Bon, also spelled Bön, is a Tibetan religion. It is almost indistinguishable from Tibetan Buddhism in terms of doctrines and rituals, but differs in the religious authority and history it accepts, which has led to its practitioners and scholars considering it to be a distinct religion. Bon people believe that they were the indigenous religion of Tibet before Buddhism received royal sponsorship in the eighth century CE.
The practitioners of Bon faith believe that their religion is eternal, based on the teachings of Tonpa Shenrab who lived long before the Buddha, ruled the lands west of Tibet, and from where it arrived in India, China, Mount Kailash centered kingdom called Zhang Zhung, and there to Tibet. According to Bon belief, the Tibetan people and rulers patronized the Bon religion through the eighth century CE when royal support switched to Buddhism. The Bon people hid their texts, adopted rituals and religious practices of the Tibetan Buddhists, but remembered their history and beliefs as well. According to the Bons, their texts and practices have been a subject of Buddhist polemics and they have been treated as heterodox.

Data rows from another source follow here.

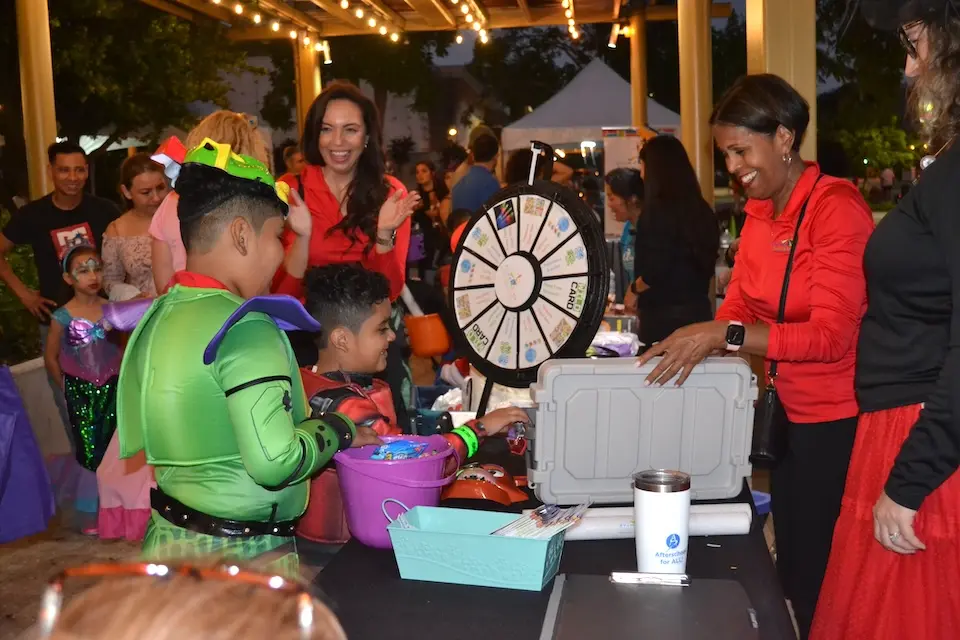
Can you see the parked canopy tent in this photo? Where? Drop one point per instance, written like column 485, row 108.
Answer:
column 595, row 99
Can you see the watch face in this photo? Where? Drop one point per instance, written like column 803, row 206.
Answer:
column 735, row 334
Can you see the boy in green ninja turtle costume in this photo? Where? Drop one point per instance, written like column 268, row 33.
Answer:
column 209, row 387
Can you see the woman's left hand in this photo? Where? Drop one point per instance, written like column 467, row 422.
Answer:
column 893, row 526
column 396, row 209
column 298, row 217
column 684, row 349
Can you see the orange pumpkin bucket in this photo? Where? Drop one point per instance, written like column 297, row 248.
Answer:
column 428, row 336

However, according to Sam van Schaik, the Bon tradition likely arose in the eleventh century CE because there is no evidence for any systematic religion in Tibet before the arrival of Buddhism, and it was in the eleventh century CE that Bon tradition formulated its scriptures, mainly from termas and visions by tertöns such as Loden Nyingpo. Though Bon terma contain myths of Bon existing before the introduction of Buddhism in Tibet, “in truth the ‘old religion’ was a new religion.” Some scholars consider Bon as a separate sub-school or religious order within Tibetan Buddhism.